J’en fais assez régulièrement, sans forcément savoir pourquoi elles apparaissent. Elles arrivent souvent dans des moments stressants, comme si mon corps réagissait avant même que je comprenne ce qui se passe réellement.
Quand une crise arrive, je ressens une boule au ventre, ma gorge se serre, et j’ai du mal à respirer. Les larmes viennent presque automatiquement, sans que je puisse les contrôler. C’est une sensation très envahissante. Même si ça ne dure pas toujours très longtemps, sur le moment, ça paraît interminable.
Mais le plus difficile pour moi, c’est de ne pas réussir à les gérer correctement.
Au collège, j’ai souvent dû faire face à des moqueries à répétition. Certains élèves ne comprenaient pas ce que je vivais, ils riaient, ils jugeaient mes réactions.
Les élèves me disaient tous les jours « faut arrêter de pleurer, tu n’es pas une fontaine à eau » ou « arrête de pleurer, tu n’es pas un bébé ».

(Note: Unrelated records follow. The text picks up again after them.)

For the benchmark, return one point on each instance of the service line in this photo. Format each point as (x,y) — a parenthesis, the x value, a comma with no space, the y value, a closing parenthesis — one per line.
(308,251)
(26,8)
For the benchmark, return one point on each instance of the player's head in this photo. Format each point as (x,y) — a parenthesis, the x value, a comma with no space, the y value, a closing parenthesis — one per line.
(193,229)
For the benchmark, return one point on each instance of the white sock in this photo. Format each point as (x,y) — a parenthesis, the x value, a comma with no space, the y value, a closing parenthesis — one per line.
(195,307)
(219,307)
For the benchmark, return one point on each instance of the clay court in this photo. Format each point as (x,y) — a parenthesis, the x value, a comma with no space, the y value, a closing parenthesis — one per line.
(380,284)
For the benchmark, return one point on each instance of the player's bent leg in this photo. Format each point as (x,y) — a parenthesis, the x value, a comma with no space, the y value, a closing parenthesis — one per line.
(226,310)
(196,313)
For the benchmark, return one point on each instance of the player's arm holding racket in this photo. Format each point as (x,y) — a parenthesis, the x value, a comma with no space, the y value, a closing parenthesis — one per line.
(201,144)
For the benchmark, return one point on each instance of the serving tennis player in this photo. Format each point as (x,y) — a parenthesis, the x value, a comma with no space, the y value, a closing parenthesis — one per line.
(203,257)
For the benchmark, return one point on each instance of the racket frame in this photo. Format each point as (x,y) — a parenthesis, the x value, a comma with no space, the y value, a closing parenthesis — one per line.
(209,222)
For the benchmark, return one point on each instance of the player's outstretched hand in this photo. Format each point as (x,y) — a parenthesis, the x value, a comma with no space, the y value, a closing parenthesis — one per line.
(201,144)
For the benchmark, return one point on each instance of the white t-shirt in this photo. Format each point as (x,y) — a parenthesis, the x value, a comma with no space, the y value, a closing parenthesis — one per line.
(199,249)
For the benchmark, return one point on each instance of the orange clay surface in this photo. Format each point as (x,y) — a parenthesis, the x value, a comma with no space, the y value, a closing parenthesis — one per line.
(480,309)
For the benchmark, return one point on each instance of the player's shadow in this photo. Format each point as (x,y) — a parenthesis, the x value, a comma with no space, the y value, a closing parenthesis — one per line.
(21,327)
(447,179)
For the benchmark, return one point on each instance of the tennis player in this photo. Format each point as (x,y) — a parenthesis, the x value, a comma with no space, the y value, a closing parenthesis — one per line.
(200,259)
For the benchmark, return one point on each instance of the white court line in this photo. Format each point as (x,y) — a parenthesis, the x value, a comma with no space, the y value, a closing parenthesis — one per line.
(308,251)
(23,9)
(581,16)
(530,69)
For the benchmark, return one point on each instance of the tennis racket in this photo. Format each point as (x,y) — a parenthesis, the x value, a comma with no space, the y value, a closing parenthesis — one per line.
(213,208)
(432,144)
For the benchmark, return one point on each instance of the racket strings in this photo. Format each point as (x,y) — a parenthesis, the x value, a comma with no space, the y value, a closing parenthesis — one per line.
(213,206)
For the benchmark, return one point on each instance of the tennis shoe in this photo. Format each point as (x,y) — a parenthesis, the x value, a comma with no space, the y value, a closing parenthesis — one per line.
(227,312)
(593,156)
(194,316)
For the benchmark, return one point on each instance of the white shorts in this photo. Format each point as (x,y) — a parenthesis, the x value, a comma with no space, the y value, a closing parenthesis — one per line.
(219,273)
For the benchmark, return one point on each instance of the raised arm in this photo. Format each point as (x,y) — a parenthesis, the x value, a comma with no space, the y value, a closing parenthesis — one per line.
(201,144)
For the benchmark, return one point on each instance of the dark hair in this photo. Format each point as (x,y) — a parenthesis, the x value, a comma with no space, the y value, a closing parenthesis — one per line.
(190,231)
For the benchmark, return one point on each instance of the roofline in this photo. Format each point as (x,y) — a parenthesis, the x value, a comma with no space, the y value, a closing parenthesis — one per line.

À ce moment-là, je ressentais un grand vide en moi. Je ne savais plus comment faire, j’étais très triste que personne ne me comprenne et qu’on me juge comme ça. Chaque crise devenait encore plus une honte.
Même les profs ne me comprenaient pas : ils me laissaient pleurer sans me demander comment j’allais. Ils n’intervenaient pas lors des moqueries des élèves. De toute façon, il n’y avait pas de professionnel adapté dans le collège.
J’ai eu beaucoup de chance
Quand je suis arrivée au lycée, j’ai eu la chance d’avoir une prof principale qui était une ancienne infirmière. Elle me comprenait et m’aidait à gérer mes crises d’angoisse.
Elle m’accompagnait les premiers jours de stage et aménageait mes horaires pour les premières semaines. Elle me faisait faire des exercices de respiration, se montrait bienveillante et me parlait pendant les crises pour me faire penser à autre chose. Elle a même expliqué à mes amies comment réagir quand ça m’arrivait.
Plus d’un jeune sur quatre a un trouble anxieux généralisé. C’est un peu flippant qu’il y en ait autant, alors qu’on a toujours l’impression qu’on est seul à vivre ça.
Il y a tellement de handicaps invisibles, on ne sait jamais ce que les gens vivent vraiment au-delà des apparences.
J’ai eu beaucoup de chance de tomber sur une prof qui m’a comprise et aidée.